Ancient Roman legend claims that soap was first discovered by women washing clothes along the Tiber River at the bottom of Sapo Hill (this may be where the word "saponification", the chemical name for the soap making reaction, came from). Women apparently noticed their clothes were easier to wash when using the foaming soapy water. This occurred after rain washed the burnt ashes and animal fat from the sacrificial fires of the temples on top of Sapo Hill down to the river.
Archaeological evidence of soap was apparently found in Babylonian clay containers dated 2800 B.C. with inscriptions stating that the soap was made from fats boiled with ashes. This was probably used to wash wool used in textile manufacture.
It is said that the first definite proof of soap making is recorded by Pliny, the Ancient Roman historian, who described soap being made from goat's fat and wood ashes. The ruins at Pompeii are also believed to have revealed a soap factory complete with finished bars.
Soap making dramatically progressed around the 8th Century when Italy, Spain and France became the centers of soap manufacturing due to their supply of raw materials such as olive oil from their olive groves. Soap making Guilds guarded their trade secrets closely.
The English began making soap during the 12th century which was mostly made from rendered animal fat (tallow), but when Britain started to import vegetable oils such as olive, palm and coconut from abroad, production of soap started in and around the ports of Bristol and London.
In 1791 a French chemist, Nicholas Leblanc, patented a process for making sodium carbonate from common salt, and 20 years later another French chemist, Michel Eugene Chevreul, discovered the chemical nature of fats, glycerine and fatty acids, and the science of modern soap making was born. These discoveries, together with the development of power to operate factories, were a major step toward large-scale commercial soap making.
However in the 19th century, soap was heavily taxed as a luxury item in England and other countries making it only affordable by the rich. When the high tax was removed in 1852, soap became available to ordinary people, and with the introduction of plumbing and hot a cold running water soap was brought into homes and cleanliness standards improved.
Most of today's commercial soap making processes are far removed from the 19th Century commercial soap making methods.

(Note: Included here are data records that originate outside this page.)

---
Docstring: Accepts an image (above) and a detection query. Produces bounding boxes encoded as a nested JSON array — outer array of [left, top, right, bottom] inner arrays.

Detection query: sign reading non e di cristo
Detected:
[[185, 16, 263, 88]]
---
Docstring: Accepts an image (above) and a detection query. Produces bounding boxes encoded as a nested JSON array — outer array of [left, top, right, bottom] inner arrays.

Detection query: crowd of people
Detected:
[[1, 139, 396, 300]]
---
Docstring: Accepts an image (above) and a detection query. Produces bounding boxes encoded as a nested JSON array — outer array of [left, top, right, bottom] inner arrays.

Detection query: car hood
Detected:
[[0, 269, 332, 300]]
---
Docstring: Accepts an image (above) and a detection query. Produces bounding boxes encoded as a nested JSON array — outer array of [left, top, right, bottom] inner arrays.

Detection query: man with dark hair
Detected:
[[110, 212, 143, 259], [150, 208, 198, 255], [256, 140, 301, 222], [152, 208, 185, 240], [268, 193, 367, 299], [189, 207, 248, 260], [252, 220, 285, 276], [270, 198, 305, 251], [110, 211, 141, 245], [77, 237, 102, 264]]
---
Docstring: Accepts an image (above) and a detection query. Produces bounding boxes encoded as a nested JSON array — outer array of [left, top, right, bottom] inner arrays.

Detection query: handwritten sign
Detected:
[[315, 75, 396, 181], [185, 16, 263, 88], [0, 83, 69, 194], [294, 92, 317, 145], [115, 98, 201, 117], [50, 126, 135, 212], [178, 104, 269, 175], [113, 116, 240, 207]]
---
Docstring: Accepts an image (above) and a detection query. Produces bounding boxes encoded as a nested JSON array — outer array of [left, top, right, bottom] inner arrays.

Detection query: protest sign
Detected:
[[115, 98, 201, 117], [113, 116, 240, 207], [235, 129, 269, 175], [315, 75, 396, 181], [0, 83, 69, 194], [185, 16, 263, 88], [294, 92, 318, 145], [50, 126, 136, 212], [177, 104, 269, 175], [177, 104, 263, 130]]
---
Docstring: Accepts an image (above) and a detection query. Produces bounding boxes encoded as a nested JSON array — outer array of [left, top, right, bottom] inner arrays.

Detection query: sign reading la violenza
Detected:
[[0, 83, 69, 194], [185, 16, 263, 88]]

Many commercial soap bars, liquid soap, shower gels and bubble baths/creams are just detergents, containing harsh chemicals and cheap synthetic fragrances which can cause dry, irritated skin and split nails. They also lack the main ingredient that makes soap so good for your skin - the naturally occurring glycerine. Glycerine is often removed from mass-produced soap bars and added to creams and lotions so that the consumer purchases a whole range of products instead of one good one.